Hello,
I am wondering how big should be the library for each sample to big enough to detect meaningful differential expression please? Is 15M reads or 25M too small?
I found this paper from 2011 that discuss this matter and it seems that when one is mainly interested in protein coding genes, the depth do not have to be very big: http://genome.cshlp.org/content/21/12/2213.full. But it was written 4 years ago. Is it still true please?
What is your experience please?
Many thanks
Upvoted for asking the question before doing the sequencing rather than afterwards.
Here are two newer papers for your reference (Sims et al., 2014; Williams et al., 2014). Basically, about 30 million reads for each sample may be sufficient for gene-level differentially expression analysis. However, it totally depends on your biological question, experimental design, and data quality. For example, it could be need about 80 million mapped reads to identify low expressed gene (fewer than 10 FPKM) and > 200 million paired-end reads to detect novel, rare transcripts. Please see the more detail discussion in their papers.
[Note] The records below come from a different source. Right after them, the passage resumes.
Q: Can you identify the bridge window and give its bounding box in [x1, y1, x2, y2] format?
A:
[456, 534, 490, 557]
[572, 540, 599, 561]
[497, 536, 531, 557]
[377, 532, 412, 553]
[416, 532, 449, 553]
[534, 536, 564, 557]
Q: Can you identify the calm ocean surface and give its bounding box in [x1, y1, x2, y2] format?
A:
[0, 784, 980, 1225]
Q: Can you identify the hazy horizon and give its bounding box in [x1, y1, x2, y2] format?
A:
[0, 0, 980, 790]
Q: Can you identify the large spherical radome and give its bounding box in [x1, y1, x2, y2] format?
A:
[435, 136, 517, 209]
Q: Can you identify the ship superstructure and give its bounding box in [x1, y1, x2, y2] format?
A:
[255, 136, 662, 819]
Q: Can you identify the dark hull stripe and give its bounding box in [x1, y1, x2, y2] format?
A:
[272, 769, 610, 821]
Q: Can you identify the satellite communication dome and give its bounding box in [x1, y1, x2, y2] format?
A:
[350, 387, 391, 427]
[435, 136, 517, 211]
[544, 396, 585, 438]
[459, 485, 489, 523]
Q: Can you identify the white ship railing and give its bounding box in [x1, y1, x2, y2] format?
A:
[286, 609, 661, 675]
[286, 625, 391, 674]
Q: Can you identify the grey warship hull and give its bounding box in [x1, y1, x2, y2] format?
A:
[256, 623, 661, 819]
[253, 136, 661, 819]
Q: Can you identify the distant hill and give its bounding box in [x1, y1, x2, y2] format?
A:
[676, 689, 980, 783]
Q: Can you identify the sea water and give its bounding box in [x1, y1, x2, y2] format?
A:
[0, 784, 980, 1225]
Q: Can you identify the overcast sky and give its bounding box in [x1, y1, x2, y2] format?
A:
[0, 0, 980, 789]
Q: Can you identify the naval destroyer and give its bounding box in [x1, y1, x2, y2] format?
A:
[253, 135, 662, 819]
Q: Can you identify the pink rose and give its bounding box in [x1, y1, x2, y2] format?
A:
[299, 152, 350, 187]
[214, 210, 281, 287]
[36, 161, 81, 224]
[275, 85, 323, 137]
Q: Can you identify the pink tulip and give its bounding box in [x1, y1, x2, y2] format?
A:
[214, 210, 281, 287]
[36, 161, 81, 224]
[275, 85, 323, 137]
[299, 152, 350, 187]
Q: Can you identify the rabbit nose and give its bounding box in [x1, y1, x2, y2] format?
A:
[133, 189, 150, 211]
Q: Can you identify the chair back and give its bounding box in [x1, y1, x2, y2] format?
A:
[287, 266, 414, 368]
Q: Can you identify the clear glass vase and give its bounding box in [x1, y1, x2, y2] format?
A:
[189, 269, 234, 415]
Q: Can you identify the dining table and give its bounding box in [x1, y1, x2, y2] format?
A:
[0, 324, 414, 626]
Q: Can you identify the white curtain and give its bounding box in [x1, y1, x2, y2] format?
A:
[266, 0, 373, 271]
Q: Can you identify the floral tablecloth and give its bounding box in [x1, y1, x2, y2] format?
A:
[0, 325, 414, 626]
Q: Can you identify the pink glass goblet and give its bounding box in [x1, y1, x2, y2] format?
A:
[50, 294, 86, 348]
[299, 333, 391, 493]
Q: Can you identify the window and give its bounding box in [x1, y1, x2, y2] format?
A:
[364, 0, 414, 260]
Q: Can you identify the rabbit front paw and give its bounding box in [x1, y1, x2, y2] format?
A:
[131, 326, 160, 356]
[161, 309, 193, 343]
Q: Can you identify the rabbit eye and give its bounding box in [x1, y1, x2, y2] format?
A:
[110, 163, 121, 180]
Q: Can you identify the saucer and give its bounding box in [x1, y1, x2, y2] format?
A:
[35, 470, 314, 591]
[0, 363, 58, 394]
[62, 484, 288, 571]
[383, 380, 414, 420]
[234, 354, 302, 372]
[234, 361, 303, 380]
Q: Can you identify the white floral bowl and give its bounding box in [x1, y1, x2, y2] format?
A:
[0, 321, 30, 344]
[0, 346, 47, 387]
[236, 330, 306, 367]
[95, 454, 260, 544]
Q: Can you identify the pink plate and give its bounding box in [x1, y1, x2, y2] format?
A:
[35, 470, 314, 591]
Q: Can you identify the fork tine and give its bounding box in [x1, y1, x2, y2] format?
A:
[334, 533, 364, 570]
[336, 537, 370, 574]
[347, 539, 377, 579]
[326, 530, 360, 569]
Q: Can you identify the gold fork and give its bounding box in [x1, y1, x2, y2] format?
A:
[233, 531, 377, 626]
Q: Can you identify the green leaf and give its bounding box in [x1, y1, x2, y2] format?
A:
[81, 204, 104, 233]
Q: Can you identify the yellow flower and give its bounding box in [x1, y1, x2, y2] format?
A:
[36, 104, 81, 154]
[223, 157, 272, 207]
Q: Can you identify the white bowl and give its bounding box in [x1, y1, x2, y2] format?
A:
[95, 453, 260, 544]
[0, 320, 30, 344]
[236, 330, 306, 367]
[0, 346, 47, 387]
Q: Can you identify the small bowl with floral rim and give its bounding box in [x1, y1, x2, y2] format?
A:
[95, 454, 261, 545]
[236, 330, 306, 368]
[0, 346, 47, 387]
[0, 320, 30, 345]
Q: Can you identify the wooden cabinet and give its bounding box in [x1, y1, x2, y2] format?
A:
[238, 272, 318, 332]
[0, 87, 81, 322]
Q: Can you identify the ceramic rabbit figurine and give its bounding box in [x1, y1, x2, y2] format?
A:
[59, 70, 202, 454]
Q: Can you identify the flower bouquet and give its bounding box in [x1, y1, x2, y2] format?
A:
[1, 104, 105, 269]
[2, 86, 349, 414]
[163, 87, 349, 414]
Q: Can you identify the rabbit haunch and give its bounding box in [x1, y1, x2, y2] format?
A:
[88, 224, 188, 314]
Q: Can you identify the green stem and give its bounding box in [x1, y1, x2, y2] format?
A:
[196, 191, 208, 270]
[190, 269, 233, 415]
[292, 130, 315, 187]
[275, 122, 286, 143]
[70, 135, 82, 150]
Based on my experience (most are chicken gene-level differentially analysis using single-end 50 or 75 n.t. reads), I feel that 20 million reads is accepted, 30 million reads is good enough, and 40 million reads is the maximum what we need. Furthermore, I feel that more biological replicates could be more important than more reads.
Sims et al 2014.,: Sims, D., Sudbery, I., Ilott, N.E., Heger, A. & Ponting, C.P. (2014). Sequencing depth and coverage: key considerations in genomic analyses. Nat. Rev. Genet. 15, 121-132.
Williams et al., 2014: Williams, A.G., Thomas, S., Wyman, S.K. & Holloway, A.K. (2014). RNA-seq data: Challenges in and recommendations for experimental design and analysis. Curr Protoc Hum Genet 83, 11 13 11-11 13 20.
Hello,
May I ask a stupid question please? I would like to double check. When someone talk about the "size of the library", does he means the number of forward reads PLUS the number of reverse reads? Or does he mean the number of templates (i.e. == Number of forward reads) please?
Usually when I've heard people say "size of the library" they are referring to the number of unique molecules that went into the sequencing library.
So if you had two pieces of RNA that you were sequencing, you could PCR the hell out of them and then get 1 million paired end reads. So you would have 1 million reads and 2 million read fragments and ~2 million lines in your bam file, but your library size would still be just 2 with a duplication rate just under 100%.
In our lab we generally do 65-70 million paired end reads (100bp, human genome) and so far we are happy about the coverage and data (mainly for quantification and splicing events). For known protein coding genes (eg ensemble gtf) this is good enough. But as suggested above, if you are against novel transcripts its better to do ultra deep.